Consumers: Consumer companies are expected to report slightly lower sales and volume growth considering slowing down of consumption in rural, as well as, the urban market due to tight liquidity, agrarian distress and prolonged winters. Though companies that are expanding their distribution reach will see slightly better volume growth, sales are expected to grow at 14 per cent y-o-y, while the PAT is expected to post a 12 per cent y-o-y growth.

 Automobiles: Industry volume growth remained at 5 per cent y-o-y this quarter due to liquidity issue and weaker consumer sentiments led by increased ownership cost. The realisation is also expected to be flat on a sequential basis because of increased inventory levels leading to higher discounts. EBITDA margin will contract as there will be weaker operating leverage, though some of the contraction will be arrested on account of the reduction in raw material prices.


Metals & mining: In ferrous space, the realisation is expected to drop as 3QFY19 fall in steel price would come in effect in 4QFY19. The realisation for JSW Steel and JSPL are expected to fall by 7 per cent and 8 per cent respectively. In nonferrous space, the companies are expected to see margin contraction on y-o-y basis, due to lower commodity prices.

Building materials: The building materials comprising of cement, tiles and ply are expected to report 10 per cent q-o-q sales and 12 per cent q-o-q net profit growth for the quarter. Volumes are expected to grow by 6-7 per cent y-o-y.

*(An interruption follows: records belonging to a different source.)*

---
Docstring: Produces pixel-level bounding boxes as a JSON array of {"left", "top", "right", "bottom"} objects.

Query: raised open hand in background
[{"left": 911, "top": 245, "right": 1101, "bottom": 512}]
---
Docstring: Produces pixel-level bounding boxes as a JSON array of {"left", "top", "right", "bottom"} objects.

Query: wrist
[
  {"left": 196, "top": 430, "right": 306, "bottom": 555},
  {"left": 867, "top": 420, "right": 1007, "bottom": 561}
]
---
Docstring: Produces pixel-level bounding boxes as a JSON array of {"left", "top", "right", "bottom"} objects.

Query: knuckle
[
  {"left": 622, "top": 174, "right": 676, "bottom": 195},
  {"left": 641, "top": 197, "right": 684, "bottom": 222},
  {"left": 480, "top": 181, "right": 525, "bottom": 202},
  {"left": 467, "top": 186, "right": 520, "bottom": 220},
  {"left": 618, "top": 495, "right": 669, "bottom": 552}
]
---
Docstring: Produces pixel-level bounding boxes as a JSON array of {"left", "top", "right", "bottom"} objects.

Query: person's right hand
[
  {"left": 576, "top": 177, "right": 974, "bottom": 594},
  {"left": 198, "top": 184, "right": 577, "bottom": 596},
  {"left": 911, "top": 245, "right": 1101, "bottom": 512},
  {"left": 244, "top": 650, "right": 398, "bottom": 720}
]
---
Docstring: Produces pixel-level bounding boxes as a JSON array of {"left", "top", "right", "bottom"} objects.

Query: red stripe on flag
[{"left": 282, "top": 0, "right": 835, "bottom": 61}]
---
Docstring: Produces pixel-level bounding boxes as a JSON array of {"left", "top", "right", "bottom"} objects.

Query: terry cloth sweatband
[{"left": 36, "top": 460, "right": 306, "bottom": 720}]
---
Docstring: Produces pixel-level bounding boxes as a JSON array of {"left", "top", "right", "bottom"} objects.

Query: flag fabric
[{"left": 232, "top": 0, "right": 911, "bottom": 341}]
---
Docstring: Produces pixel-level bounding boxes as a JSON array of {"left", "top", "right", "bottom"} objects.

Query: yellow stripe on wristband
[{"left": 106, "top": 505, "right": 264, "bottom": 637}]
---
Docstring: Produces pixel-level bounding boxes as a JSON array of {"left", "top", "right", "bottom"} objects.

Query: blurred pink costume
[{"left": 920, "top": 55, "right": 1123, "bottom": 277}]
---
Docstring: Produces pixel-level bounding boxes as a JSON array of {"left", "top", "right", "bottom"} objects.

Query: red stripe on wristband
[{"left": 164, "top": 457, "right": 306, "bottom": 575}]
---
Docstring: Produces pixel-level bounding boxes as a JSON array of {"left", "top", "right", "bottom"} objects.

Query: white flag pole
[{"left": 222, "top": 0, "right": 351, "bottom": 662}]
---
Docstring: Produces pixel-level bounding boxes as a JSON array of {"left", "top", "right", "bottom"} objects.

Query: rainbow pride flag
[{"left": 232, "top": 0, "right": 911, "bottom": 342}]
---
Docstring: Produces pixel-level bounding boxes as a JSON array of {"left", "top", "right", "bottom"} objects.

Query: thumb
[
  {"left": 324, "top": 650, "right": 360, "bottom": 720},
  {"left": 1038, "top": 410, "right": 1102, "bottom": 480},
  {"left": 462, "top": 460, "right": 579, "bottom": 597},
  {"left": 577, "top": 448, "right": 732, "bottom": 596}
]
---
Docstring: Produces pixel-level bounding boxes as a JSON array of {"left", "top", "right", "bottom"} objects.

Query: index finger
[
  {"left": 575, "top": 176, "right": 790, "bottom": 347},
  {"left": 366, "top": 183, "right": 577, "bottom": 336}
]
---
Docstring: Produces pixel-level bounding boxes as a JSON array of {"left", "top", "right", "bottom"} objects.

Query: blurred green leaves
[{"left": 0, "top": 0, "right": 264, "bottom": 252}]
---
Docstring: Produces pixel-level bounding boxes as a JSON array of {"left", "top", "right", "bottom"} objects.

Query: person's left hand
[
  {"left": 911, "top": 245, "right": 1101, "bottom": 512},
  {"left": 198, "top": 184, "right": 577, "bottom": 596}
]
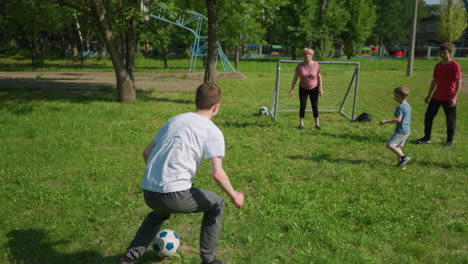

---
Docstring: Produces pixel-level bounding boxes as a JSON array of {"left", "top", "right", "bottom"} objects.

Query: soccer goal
[{"left": 270, "top": 60, "right": 360, "bottom": 121}]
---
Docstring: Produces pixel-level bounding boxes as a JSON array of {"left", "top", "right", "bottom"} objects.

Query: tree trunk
[
  {"left": 163, "top": 52, "right": 169, "bottom": 69},
  {"left": 96, "top": 35, "right": 104, "bottom": 61},
  {"left": 291, "top": 46, "right": 297, "bottom": 60},
  {"left": 235, "top": 45, "right": 239, "bottom": 69},
  {"left": 125, "top": 0, "right": 139, "bottom": 91},
  {"left": 204, "top": 0, "right": 218, "bottom": 83},
  {"left": 92, "top": 0, "right": 136, "bottom": 103}
]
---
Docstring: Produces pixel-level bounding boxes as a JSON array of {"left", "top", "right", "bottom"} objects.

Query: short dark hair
[
  {"left": 195, "top": 82, "right": 221, "bottom": 110},
  {"left": 393, "top": 86, "right": 409, "bottom": 99},
  {"left": 439, "top": 42, "right": 453, "bottom": 54}
]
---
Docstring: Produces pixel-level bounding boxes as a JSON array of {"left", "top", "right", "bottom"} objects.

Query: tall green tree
[
  {"left": 437, "top": 0, "right": 467, "bottom": 43},
  {"left": 219, "top": 0, "right": 266, "bottom": 68},
  {"left": 270, "top": 0, "right": 308, "bottom": 60},
  {"left": 204, "top": 0, "right": 219, "bottom": 83},
  {"left": 0, "top": 0, "right": 73, "bottom": 68},
  {"left": 301, "top": 0, "right": 349, "bottom": 60},
  {"left": 42, "top": 0, "right": 143, "bottom": 103},
  {"left": 341, "top": 0, "right": 376, "bottom": 59},
  {"left": 371, "top": 0, "right": 427, "bottom": 54}
]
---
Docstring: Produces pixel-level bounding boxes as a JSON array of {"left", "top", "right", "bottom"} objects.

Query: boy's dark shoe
[
  {"left": 202, "top": 259, "right": 227, "bottom": 264},
  {"left": 397, "top": 156, "right": 411, "bottom": 167},
  {"left": 416, "top": 137, "right": 431, "bottom": 144},
  {"left": 117, "top": 255, "right": 136, "bottom": 264}
]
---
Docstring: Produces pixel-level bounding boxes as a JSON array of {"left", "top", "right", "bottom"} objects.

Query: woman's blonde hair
[{"left": 302, "top": 48, "right": 314, "bottom": 56}]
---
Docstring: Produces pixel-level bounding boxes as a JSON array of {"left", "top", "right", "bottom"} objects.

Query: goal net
[{"left": 270, "top": 60, "right": 360, "bottom": 121}]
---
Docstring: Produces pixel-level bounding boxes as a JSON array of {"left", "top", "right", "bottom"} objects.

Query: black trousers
[
  {"left": 299, "top": 86, "right": 318, "bottom": 118},
  {"left": 424, "top": 99, "right": 457, "bottom": 141}
]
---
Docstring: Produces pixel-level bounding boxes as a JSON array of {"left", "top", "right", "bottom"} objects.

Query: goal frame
[{"left": 270, "top": 60, "right": 361, "bottom": 121}]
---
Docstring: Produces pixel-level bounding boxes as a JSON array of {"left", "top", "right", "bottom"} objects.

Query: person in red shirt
[
  {"left": 289, "top": 48, "right": 323, "bottom": 129},
  {"left": 417, "top": 43, "right": 462, "bottom": 147}
]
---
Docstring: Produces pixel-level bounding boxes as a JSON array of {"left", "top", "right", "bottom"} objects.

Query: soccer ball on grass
[{"left": 153, "top": 229, "right": 180, "bottom": 257}]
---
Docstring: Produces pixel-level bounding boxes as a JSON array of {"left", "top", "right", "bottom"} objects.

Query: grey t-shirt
[{"left": 395, "top": 103, "right": 411, "bottom": 134}]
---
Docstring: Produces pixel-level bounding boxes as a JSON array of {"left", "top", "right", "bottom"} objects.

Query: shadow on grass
[
  {"left": 137, "top": 91, "right": 195, "bottom": 107},
  {"left": 8, "top": 229, "right": 118, "bottom": 264},
  {"left": 413, "top": 160, "right": 468, "bottom": 169},
  {"left": 288, "top": 154, "right": 364, "bottom": 164},
  {"left": 8, "top": 229, "right": 169, "bottom": 264},
  {"left": 320, "top": 132, "right": 388, "bottom": 144},
  {"left": 0, "top": 83, "right": 194, "bottom": 106}
]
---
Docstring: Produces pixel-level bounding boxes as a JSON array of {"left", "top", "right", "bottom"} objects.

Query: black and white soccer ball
[
  {"left": 258, "top": 106, "right": 269, "bottom": 115},
  {"left": 153, "top": 229, "right": 180, "bottom": 257}
]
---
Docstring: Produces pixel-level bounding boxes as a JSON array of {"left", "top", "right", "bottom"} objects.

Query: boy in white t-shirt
[{"left": 119, "top": 83, "right": 244, "bottom": 264}]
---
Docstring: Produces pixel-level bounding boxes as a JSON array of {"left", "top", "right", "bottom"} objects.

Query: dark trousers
[
  {"left": 424, "top": 99, "right": 457, "bottom": 141},
  {"left": 126, "top": 188, "right": 225, "bottom": 262},
  {"left": 299, "top": 86, "right": 318, "bottom": 118}
]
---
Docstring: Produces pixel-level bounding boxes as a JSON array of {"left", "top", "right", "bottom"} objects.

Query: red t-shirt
[
  {"left": 432, "top": 60, "right": 462, "bottom": 101},
  {"left": 296, "top": 61, "right": 320, "bottom": 90}
]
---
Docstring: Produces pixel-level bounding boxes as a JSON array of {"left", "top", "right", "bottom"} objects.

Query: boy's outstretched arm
[
  {"left": 143, "top": 141, "right": 156, "bottom": 164},
  {"left": 210, "top": 157, "right": 244, "bottom": 208}
]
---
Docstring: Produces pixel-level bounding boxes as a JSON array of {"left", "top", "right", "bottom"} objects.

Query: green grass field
[{"left": 0, "top": 55, "right": 468, "bottom": 264}]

Improved realisations are expected to ease the EBITDA margins. The listed players in the tile industry will benefit from easing pricing pressure in the industry. The wood industry continues to face weak demand, higher raw material costs and over-capacities.

Infrastructure: Infrastructure companies are expected to report 16 per cent y-o-y sales growth, though net profits should remain under pressure. The un-executable order book is still higher due to muted land acquisition progress.

Capital goods: Revenue of capital goods companies is expected to increase by 13 per cent y-o-y. The government continues to drive the capex while private sector participation is still muted. PAT growth is expected to be at around 12 per cent on the back of healthy revenue growth.

Pharmaceuticals: The NFAL's pharma sphere may witness a small growth in sales in this quarter, while the PAT might witness a 1 per cent de-growth on a y-o-y basis due to the pricing pressures in the last couple of years on account of high competition. "US will report decent numbers in the coming quarters and expect India business to normalise in FY19 post-disruption in FY18 due to GST implementation," says Narnolia Financial Advisors.